Farming for the future
The field day is devoted to better farming practices but also introduces youngsters to possible careers in the industry. On the periphery of the field, Judy Barka, assistant director for Agcentric, was busy teaching kids how to use a 3D printing pen. Kids filed into a specialized trailer to try their hand at crafting shapes and other designs. The pens utilizes the same filament as 3D printers. With a steady hand, kids were able to feed the filament through pen which came out as a colorful strand on paper. Using these pens teaches the guiding principles of careers often found in the agriculture industry like welding. “We wanted to show young people some of the tools that are used in agriculture careers today,” said Barka.
In the kids garden, children ran up and down rows of wild flowers, clipping, pulling, and prying vegetable prizes from the earth. Each new potato or onion received a regaled gasp of excitement. That excitement is the purpose of the kids garden which is maintained throughout the summer for this special harvest. Trevor Johnson made his way up the rows assisting kids with their flowers and vegetables. Johnson is a student intern working as a farm tech.
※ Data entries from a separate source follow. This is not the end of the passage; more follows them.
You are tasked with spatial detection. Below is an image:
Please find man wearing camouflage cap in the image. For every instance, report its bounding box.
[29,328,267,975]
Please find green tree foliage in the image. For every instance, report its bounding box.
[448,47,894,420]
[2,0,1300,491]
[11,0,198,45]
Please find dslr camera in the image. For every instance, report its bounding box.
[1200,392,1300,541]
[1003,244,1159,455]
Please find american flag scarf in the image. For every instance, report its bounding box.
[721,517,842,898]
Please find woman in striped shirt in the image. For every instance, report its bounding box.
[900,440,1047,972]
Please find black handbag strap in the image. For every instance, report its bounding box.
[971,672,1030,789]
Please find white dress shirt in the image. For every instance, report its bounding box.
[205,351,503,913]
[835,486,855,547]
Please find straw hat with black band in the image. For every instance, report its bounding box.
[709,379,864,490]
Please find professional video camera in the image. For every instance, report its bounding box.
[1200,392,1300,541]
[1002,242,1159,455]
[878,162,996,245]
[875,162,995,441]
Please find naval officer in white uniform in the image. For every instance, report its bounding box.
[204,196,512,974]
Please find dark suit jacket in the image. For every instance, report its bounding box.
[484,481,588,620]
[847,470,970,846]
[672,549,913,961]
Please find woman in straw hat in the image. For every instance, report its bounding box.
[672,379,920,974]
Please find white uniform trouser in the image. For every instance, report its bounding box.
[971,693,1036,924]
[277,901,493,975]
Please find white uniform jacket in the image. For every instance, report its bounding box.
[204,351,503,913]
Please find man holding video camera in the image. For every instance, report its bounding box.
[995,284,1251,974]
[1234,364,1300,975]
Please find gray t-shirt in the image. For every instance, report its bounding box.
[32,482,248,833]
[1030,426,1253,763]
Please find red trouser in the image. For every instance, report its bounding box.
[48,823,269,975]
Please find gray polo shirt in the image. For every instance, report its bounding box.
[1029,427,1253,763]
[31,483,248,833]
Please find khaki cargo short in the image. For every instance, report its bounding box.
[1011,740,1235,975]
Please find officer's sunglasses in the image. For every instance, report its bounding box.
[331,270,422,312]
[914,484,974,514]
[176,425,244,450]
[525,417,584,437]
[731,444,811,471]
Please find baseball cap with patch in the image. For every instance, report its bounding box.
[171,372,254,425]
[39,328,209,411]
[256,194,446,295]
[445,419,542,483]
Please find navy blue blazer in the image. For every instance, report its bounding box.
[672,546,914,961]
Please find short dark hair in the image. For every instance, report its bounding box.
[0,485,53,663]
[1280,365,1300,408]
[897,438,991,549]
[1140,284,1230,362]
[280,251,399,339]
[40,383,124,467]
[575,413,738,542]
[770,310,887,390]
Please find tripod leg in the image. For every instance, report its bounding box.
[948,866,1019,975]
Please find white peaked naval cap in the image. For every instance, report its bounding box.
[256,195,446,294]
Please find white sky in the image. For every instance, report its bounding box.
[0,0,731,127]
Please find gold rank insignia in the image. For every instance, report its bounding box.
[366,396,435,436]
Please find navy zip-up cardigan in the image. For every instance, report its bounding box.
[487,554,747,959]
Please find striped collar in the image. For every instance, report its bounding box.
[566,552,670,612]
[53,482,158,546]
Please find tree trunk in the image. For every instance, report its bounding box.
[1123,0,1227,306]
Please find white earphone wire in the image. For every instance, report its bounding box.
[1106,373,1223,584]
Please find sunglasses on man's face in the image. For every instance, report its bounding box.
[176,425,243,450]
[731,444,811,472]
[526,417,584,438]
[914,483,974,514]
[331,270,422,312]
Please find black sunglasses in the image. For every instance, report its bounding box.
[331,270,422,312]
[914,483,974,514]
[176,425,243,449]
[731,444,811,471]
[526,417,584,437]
This is his third summer helping out on the research field at Central Lakes College. Currently he is a student at North Dakota State University majoring in agriculture economics. He explained that the small plot of land is devoted to children during the field day. They learn about the crops then get to harvest them. Once removed from the ground, they take them home to enjoy. Anything left over is donated to the local food shelf.
The field day offered a wide range of activities. An edible bean presentation, sunflower research, and tours of the Living Legacy Garden just to name a few.